Julian Assange: We need to look at these reports in a subtle way. A lot of material is included there. There are 91,000 reports from units in the field, from embassies in relation to Afghanistan, intelligence officers, and from informers. The informers make their reports for money. They are paid by the United States government for making serious allegations. They make reports to knock out a competitor — a detested neighbor or family enemy — and they make reports for legitimate reasons.

In looking at the ISI material by informers, we see that the U.S. military puts a sort of label on each informer as to how reliable they believe they are. If we just look [at these], we do see an extensive number of reports about the ISI. Now, any one of them may be incorrect, any two of them may be correct. It’s really in the such large numbers and figures involving so many different circumstances and/or involving the ISI that we start to become very suspicious of the ISI [in Afghanistan].

There’s a rumor circulating in Pakistan — one that’s being encouraged by some Pakistani officials — that this leak was actually orchestrated by the U.S. government to justify an increased military presence in, or even invasion of, Pakistan.

Assange: Well, it’s simply not true, and people can read the individual reports and individual details and make connections about each one of those circumstances. Though we had a previous rumor that we were the CIA, [WikiLeaks] has put out information from the main manuals of Guantanamo Bay, [former U.S. vice-presidential candidate] Sarah Palin’s e-mails, secret Chinese censorship briefs, official assassinations in Kenya and East Timor. It is clear that we are strictly impartial and we do take all comers from across the world who have material that is difficult for them to get out to the public.
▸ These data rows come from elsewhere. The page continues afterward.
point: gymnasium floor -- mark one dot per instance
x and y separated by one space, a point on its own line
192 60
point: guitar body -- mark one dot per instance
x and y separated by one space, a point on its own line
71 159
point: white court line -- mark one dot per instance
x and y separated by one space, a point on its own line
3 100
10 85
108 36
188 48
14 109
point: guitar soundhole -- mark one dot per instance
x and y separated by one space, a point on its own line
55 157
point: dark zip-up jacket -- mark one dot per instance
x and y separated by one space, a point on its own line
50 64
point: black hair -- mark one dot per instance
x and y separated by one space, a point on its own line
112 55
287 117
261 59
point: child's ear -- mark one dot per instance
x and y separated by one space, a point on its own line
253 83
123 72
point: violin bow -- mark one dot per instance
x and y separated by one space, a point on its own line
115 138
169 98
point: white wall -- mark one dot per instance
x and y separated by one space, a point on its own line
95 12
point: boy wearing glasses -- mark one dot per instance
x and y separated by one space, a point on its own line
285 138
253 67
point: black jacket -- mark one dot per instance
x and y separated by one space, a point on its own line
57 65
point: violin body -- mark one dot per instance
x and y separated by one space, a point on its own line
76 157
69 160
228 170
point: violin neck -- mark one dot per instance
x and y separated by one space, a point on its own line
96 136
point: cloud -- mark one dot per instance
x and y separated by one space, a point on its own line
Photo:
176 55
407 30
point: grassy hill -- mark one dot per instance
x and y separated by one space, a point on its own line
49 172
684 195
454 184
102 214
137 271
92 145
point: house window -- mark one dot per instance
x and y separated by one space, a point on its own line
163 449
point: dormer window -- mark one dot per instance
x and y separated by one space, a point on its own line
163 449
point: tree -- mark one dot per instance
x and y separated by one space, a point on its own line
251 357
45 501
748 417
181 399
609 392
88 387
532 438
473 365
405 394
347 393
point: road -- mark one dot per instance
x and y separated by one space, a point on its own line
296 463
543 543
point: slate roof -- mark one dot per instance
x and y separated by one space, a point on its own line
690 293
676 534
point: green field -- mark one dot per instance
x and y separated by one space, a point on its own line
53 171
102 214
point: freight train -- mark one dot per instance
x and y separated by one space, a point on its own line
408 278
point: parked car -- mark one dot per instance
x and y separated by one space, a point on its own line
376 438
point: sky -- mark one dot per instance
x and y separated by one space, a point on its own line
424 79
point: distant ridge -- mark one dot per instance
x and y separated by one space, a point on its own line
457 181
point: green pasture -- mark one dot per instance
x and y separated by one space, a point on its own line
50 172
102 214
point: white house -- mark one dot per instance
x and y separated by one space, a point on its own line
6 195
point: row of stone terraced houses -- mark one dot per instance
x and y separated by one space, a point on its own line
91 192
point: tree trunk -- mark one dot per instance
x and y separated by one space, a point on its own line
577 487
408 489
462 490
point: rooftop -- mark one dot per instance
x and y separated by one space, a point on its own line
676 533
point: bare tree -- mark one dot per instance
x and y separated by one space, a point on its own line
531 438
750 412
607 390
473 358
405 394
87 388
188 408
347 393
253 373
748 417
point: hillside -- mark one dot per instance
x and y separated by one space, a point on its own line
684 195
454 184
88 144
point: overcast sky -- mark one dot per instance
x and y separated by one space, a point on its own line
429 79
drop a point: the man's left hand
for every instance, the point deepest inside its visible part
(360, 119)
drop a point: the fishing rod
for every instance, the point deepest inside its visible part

A lot of comparisons are being made between Wikileaks’ “Afghan War Diary” and Daniel Ellsberg’s leaking in 1971 of the U.S. Department of Defense’s classified report on the Vietnam War, known as the “Pentagon Papers.” Do you see a parallel?

Assange: We have great respect for Dan Ellsberg and the work that he has done and continues to do in promoting the importance of whistle-blowers and their role in society. As a comparison, this has been — this is the Pentagon Papers — it was the nearest analogy to what we were doing. And Dan Ellsberg says that he sees this being in the same way.